Pamela Poland, executive director of prospect development and information strategy in institutional advancement, shared that the biggest impact has been the students’ contributions on how she and her staff can deepen insights that can be pulled from their data.
“As we teach the students about fundraising data, they learn why the data is valuable and relevant, and then they implement their new analytical techniques, which in turn leads us to new insights too, not just about what our data is telling us, but also about how worthwhile it is to acquire the tools necessary for new ways of looking at it.”
Past interns have gone on to careers in software engineering, continued their computational studies in master’s of science and PhD programs, taken on data scientific roles in consulting firms, and have been hired into their internship departments at Brandeis, staying on the team to continue the innovative work they helped launch.
The spirit of the DSI Internship program resonates with the growing interest in data science across departments at Brandeis, as well as with the curricular reform now being implemented in the undergraduate program of the computer science department.
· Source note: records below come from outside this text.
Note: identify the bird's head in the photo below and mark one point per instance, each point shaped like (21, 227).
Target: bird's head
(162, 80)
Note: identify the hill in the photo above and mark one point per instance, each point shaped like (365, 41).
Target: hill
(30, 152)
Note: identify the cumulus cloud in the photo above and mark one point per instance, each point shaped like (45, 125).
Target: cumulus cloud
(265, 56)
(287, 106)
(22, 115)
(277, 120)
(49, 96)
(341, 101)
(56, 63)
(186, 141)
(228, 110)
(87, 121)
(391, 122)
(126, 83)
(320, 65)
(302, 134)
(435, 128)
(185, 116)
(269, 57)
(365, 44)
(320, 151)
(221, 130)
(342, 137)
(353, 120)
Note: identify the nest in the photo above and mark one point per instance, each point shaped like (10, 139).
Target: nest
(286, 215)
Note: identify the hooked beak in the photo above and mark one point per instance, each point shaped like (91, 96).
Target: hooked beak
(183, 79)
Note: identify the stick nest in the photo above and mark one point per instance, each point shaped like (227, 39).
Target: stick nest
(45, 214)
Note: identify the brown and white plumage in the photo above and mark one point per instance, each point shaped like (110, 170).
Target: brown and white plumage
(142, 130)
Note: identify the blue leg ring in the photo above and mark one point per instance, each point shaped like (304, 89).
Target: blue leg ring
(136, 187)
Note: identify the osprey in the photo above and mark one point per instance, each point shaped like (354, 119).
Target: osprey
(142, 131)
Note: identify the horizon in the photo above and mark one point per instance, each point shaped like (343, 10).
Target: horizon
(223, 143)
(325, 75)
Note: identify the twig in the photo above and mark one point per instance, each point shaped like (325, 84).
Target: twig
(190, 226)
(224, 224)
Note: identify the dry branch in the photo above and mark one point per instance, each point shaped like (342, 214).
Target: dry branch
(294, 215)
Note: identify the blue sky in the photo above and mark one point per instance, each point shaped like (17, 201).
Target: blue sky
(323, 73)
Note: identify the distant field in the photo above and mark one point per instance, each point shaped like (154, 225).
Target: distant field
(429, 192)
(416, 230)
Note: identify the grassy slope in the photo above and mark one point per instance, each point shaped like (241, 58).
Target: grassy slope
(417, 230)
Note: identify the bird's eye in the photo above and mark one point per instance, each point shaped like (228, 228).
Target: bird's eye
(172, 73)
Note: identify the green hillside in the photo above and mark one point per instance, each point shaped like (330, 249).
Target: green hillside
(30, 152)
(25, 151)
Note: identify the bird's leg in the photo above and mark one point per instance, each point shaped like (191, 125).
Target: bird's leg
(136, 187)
“Our vision is for the Brandeis computer science department to take advantage of this distinct opportunity to foster the students’ practical understanding of computer science and their ability to creatively use what they’ve learned to enable interdisciplinary insights,” notes Antonella Di Lillo, professor and chair of the computer science curriculum committee.
“Computer Science has always been rooted strongly in interdisciplinary endeavors, but it can be easy in a purely academic context to lose those connections without a more intentional approach. The DSI Internship is one component of many that are creating momentum and energy for us to create the best possible computer science education in a liberal arts context for the 21st century.”